With lakeFS and Dagster integration, you can ensure that data flowing through your Dagster jobs is easily reproducible. lakeFS provides a consistent view of your data across different versions, allowing you to troubleshoot pipeline runs and ensure consistent results.
Furthermore, with lakeFS branching capabilities, Dagster jobs can run on separate branches without additional storage costs, creating isolation and allowing promotion of only high-quality data to production leveraging a CI/CD pipeline for your data.
Installation
pip install lakefs-client
Example
import lakefs_client
from lakefs_client import models
from lakefs_client.client import LakeFSClient
import dagster as dg
logger = dg.get_dagster_logger()
configuration = lakefs_client.Configuration()
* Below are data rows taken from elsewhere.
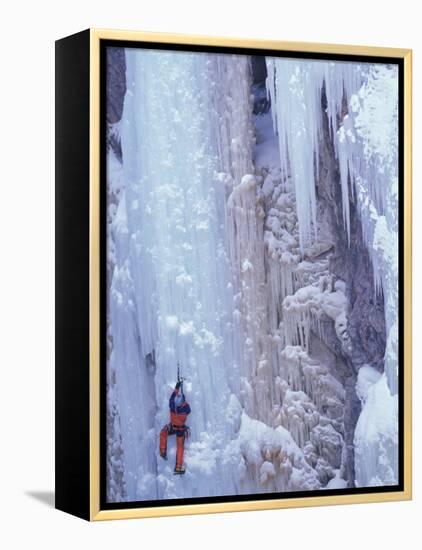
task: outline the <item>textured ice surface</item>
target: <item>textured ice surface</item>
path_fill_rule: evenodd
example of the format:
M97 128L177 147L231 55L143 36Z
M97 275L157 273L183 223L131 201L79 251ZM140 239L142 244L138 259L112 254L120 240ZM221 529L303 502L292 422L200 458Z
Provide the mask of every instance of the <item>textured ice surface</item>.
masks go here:
M321 137L321 94L324 88L327 115L335 136L342 104L359 89L362 69L355 63L267 59L267 88L273 104L273 123L280 146L281 167L290 175L296 190L300 246L317 236L316 178ZM347 178L341 179L343 216L347 231L349 192Z
M391 396L395 396L398 391L397 67L285 59L267 59L267 67L282 170L295 186L302 250L318 238L315 186L323 116L321 93L325 92L326 113L339 162L344 227L350 243L350 203L356 202L374 271L374 292L382 292L384 296L387 340L384 382ZM318 299L315 288L309 287L301 288L295 297L283 302L289 343L309 345ZM346 340L345 311L336 319L337 334ZM395 400L384 397L380 391L373 392L372 410L377 410L377 399L382 400L380 408L385 406L385 414L391 415L397 425ZM396 482L397 437L391 436L389 430L386 445L380 427L378 439L374 438L369 431L370 420L363 421L370 418L368 407L363 405L355 438L356 483L364 485L375 479L379 483ZM381 464L386 467L380 470Z
M108 154L110 500L344 488L397 476L397 75L268 59L253 117L247 57L128 49ZM385 373L361 367L356 479L345 477L348 289L318 227L324 112L344 231L360 211L385 299ZM273 124L271 122L273 119ZM382 134L382 135L381 135ZM192 407L187 471L158 456L176 365Z
M356 485L397 484L398 398L391 395L387 377L362 367L358 395L362 413L355 432Z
configuration.username = "AAAA"
configuration.password = "BBBBB"
configuration.host = "https://my-org.us-east-1.lakefscloud.io"
@dg.asset
def create_branch(client: dg.ResourceParam[LakeFSClient]):
branch_id = client.branches.create_branch(
repository="test-repo",
branch_creation=models.BranchCreation(name="experiment", source="main"),
)
logger.info(branch_id)
@dg.asset(deps=[create_branch])
def list_branches(client: dg.ResourceParam[LakeFSClient]):
list_branches = client.branches.list_branches(repository="test-repo")
logger.info(list_branches)
defs = dg.Definitions(
assets=[create_branch, list_branches],
resources={"client": LakeFSClient(configuration)},
)
About lakeFS
lakeFS is on a mission to simplify the lives of data engineers, data scientists and analysts providing a data version control platform at scale.